Hanya saja, pada saat Tuhan mengadakan perjanjian dengan Abraham, Tuhan sendiri yang berjalan di sana pada waktu itu, sedang Abraham tidak. Karena manusia tidak dapat mengawali perjanjian dengan Allah, hanya sebaliknya.
Perjanjian Tuhan dengan Abraham seketurunannya dimulai oleh Tuhan, baru kemudian terdapat dua pihak yang masing-masing bertanggung jawab satu terhadap yang lain. Seperti dalam perkawinan, yang juga merupakan perjanjian, yang di dalamnya pasangan itu berjanji untuk saling mengasihi, dan juga menuntut kesetiaan antara yang satu dengan lainnya. Begitu juga dalam perusahaan, dapat dibuat semacam perjanjian, antara majikan dan karyawan, demikian juga di tengah bangsa-bangsa.
Menyangkut perjanjian Allah dengan manusia, dikatakan (dalam bhs. Yunani) bahwa perjanjian itu pada mulanya monopleuris (dari satu pihak), tetapi selanjutnya menjadi dipleuris (dari dua pihak).
Secara singkat:
p: majikan | p: karyawan |
---|---|
berjanji memberi gaji |
berjanji bekerja dengan setia |
menuntut kesetiaan dalam pekerjaan |
menuntut diberi gaji |
P: Tuhan Allah | p: manusia |
---|---|
berjanji pengampunan dosa dan hidup kekal |
berjanji menaati firman Allah |
menuntut menaati firman Allah |
menuntut pengampunan dosa dan hidup kekal |
Perlu ditambahkan bahwa kata ”menuntut” tidak layak di hadapan Allah, tetapi yang dimaksudkan ialah bahwa kita boleh memohon dengan sungguhsungguh apa yang telah dijanjikan oleh Allah sendiri.

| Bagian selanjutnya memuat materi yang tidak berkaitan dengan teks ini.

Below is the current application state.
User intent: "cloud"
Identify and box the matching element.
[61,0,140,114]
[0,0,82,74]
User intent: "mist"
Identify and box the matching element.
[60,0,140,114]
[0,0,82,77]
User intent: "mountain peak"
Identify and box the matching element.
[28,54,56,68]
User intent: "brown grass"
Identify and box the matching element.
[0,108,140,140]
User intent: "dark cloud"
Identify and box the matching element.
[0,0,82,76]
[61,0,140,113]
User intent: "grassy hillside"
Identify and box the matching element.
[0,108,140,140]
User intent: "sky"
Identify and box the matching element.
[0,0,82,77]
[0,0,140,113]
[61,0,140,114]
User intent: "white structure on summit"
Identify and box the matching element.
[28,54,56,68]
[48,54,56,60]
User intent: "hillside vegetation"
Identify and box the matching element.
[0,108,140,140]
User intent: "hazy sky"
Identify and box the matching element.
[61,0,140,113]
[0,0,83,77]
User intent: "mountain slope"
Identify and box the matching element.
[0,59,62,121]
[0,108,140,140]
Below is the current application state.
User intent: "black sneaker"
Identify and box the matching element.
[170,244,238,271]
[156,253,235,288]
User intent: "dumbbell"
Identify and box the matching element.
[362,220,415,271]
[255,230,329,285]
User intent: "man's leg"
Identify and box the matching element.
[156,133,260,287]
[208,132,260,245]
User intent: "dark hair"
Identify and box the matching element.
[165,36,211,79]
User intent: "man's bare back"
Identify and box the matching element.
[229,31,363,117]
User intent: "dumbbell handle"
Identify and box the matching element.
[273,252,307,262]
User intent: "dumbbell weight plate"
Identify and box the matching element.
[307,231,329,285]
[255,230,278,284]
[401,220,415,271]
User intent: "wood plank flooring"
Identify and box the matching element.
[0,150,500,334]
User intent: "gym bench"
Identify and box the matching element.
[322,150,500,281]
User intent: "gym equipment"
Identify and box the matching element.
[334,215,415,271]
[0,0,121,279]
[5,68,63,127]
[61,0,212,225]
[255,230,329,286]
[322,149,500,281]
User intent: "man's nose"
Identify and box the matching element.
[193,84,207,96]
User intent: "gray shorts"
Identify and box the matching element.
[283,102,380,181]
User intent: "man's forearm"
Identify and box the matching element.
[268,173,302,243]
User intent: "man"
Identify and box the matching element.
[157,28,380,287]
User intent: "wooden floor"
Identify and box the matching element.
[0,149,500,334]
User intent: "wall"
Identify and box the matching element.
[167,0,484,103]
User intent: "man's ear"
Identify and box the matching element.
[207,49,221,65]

Mengenai taraf pertama, yakni perjanjian Allah dengan manusia di dalam Taman Eden, pada waktu itu Allah tidak menjanjikan pengampunan karena belum perlu. Tetapi apa yang dijanjikan tidak berbeda, yaitu pergaulan akrab dengan Tuhan Allah untuk selama-lamanya, seperti tanda yang diberikan, yaitu pohon kehidupan.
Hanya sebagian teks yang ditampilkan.